Sungguh pun demikian, kesepakatan atas Piagam Jakarta tidak berjalan mulus karena diwarnai perdebatan antara faksi nasionalis-Islam dan nasionalis-sekuler dalam sidang BPUPKI. Faksi nasionalis-Islam menghendaki negara Islam, sedangkan faksi nasionalis-sekuler menginginkan negara yang tidak berdasarkan agama. Faksi nasionalis-Islam berprinsip bahwa agama, dalam hal ini Islam, tidak dapat dipisahkan dari urusan kenegaraan, karena agama tidak hanya mengatur hubungan antara manusia dengan Tuhan, melainkan juga hubungan sesama manusia, lingkungan, dan alam semesta. Sedangkan faksi nasionalis-sekuler berprinsip bahwa agama dan negara harus dipisahkan secara tegas dan proporsional, dengan keyakinan bahwa fungsi agama hanya mengurusi ajaran-ajaran yang berkaitan dengan kehidupan akhirat dan urusan pribadi saja, sementara negara memang merupakan masalah politik yang berurusan dengan duniawi.

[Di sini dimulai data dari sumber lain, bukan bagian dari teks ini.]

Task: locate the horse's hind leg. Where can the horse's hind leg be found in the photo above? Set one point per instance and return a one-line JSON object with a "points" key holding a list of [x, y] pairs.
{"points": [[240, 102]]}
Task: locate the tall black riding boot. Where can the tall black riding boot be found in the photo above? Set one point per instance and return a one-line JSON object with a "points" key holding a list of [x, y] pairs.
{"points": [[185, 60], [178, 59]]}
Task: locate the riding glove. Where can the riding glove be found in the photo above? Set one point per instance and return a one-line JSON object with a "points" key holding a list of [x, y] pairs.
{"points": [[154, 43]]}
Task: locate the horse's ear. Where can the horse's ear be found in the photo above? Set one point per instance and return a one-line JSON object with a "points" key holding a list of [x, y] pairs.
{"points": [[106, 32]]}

Terlepas dari perdebatan tersebut, penting untuk diketahui bahwa “delapan kata” yang terkandung dalam Piagam Jakarta menyiratkan suatu kesepakatan diantara para founding fathers mengenai tata hubungan negara dan agama. Konsekuensinya, kalimat tersebut juga dicantumkan dalam Pasal 29 ayat (1) UUD 1945, temasuk juga adanya ketentuan yang mengharuskan Presiden orang Indonesia asli dan beragama Islam. Namun, kompromi yang tertuang dalam Piagam Jakarta tersebut diformulasikan kembali pada tanggal 18 Agustus 1945 dalam sidang PPKI, alasannya, muncul kekhawatiran dari kalangan rakyat Indonesia Timur terhadap kandungan kata-kata dalam Piagam Jakarta. Akhirnya, “delapan kata” dalam Piagam Jakarta diubah menjadi “Ketuhanan Yang Maha Esa”. 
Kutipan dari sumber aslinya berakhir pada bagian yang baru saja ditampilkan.